•The trial reduced data interruption during cell handovers by up to 25% on AT&T's commercial 5G network
•Handover optimisation gains traction as 5G Advanced shifts focus from speed to service quality
The fact
Ericsson, AT&T and MediaTek completed North America's first field trial of Ericsson's Low-Latency Mobility technology on AT&T's commercial 5G network. The feature reduces service interruption as devices move between radio cells.

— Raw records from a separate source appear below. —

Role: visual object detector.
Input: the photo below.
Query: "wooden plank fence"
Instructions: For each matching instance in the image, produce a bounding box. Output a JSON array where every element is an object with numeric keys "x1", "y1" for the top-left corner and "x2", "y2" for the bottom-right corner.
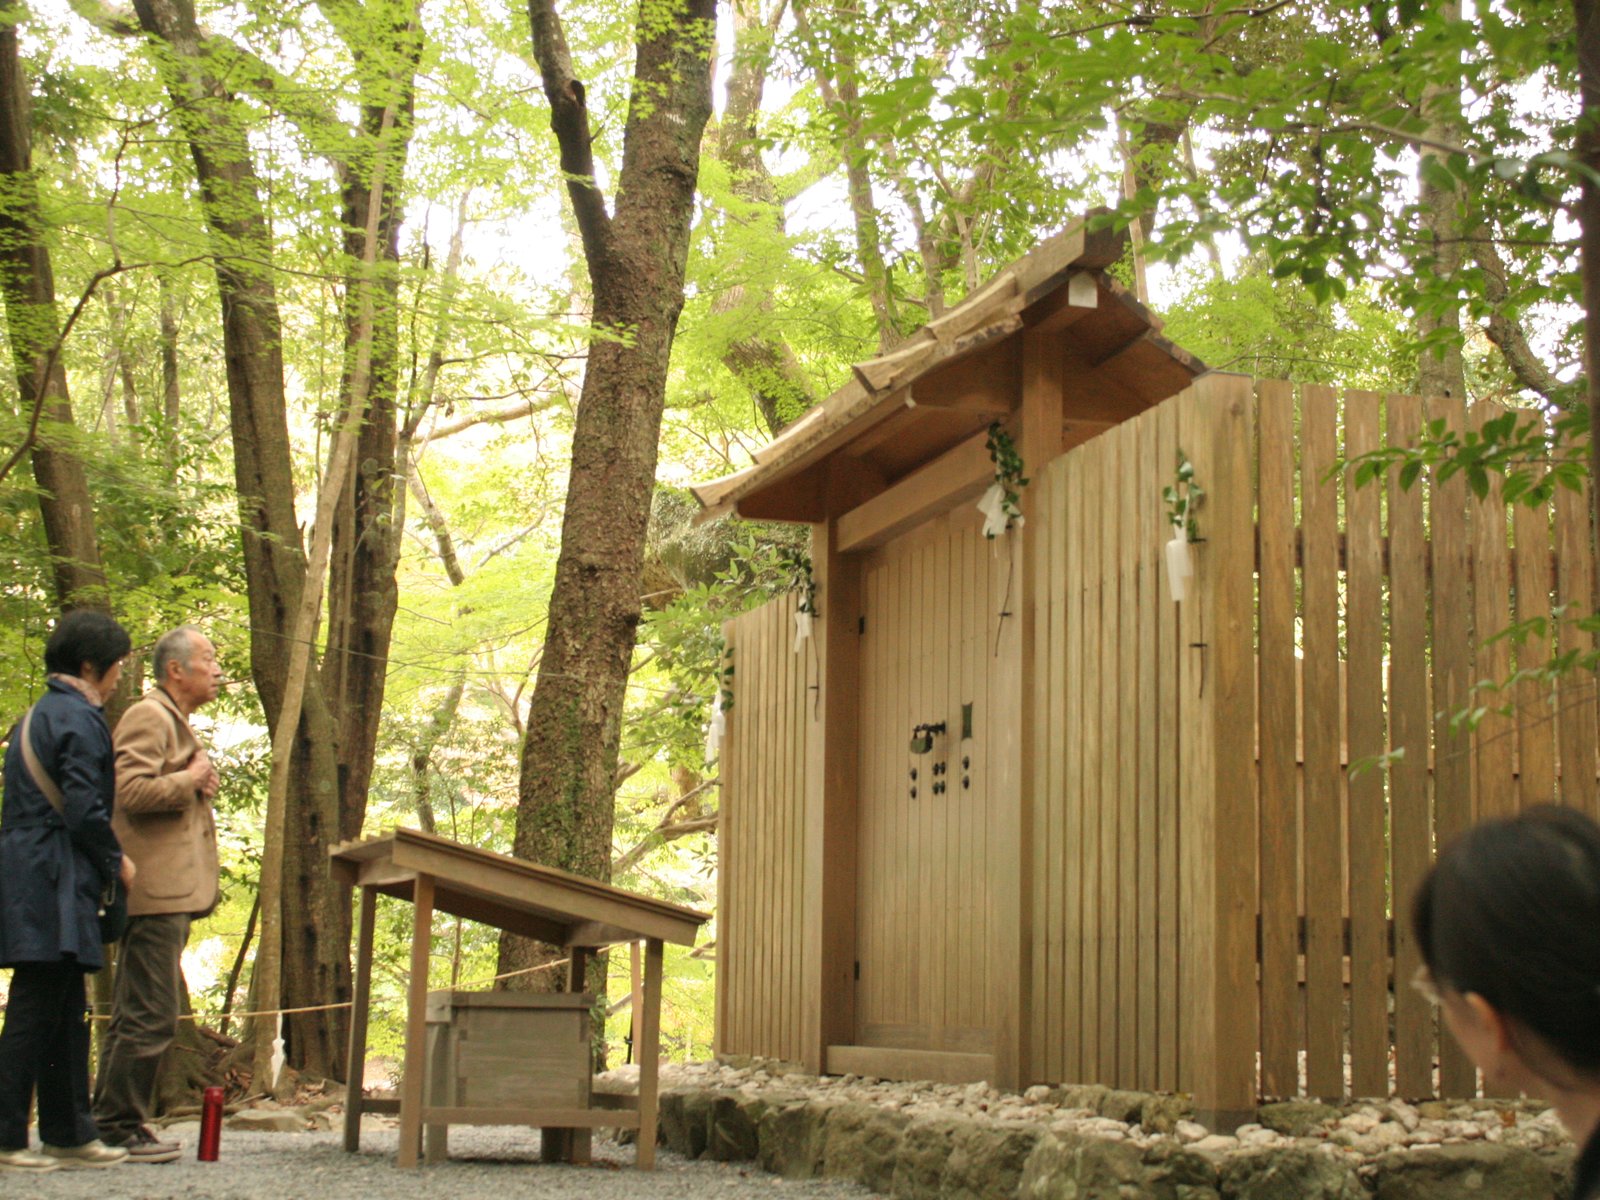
[
  {"x1": 718, "y1": 373, "x2": 1600, "y2": 1108},
  {"x1": 717, "y1": 593, "x2": 811, "y2": 1063}
]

The trial cut data interruption during handovers by up to 25% compared with legacy Layer 3 mobility, the companies said. Ericsson said the technology targets applications requiring uninterrupted connectivity while in motion.
The assessment
The trial shifts attention from headline 5G metrics — speed and coverage — to connection quality during routine mobility. Handover performance matters for real-world experience: users notice dropped packets during cell transitions more than they notice peak throughput. For BTW readers, this is worth tracking because Low-Latency Mobility is a software-layer improvement that does not require new spectrum or hardware, making it easier to deploy at scale across existing RAN infrastructure. It signals how operators are extracting incremental performance gains from live networks rather than waiting for the next generation.
What to watch
Watch for chipset support from MediaTek and Qualcomm, and whether other US operators run similar trials. Commercial timelines will show whether handover optimisation becomes a standard 5G Advanced feature or remains a niche network enhancement.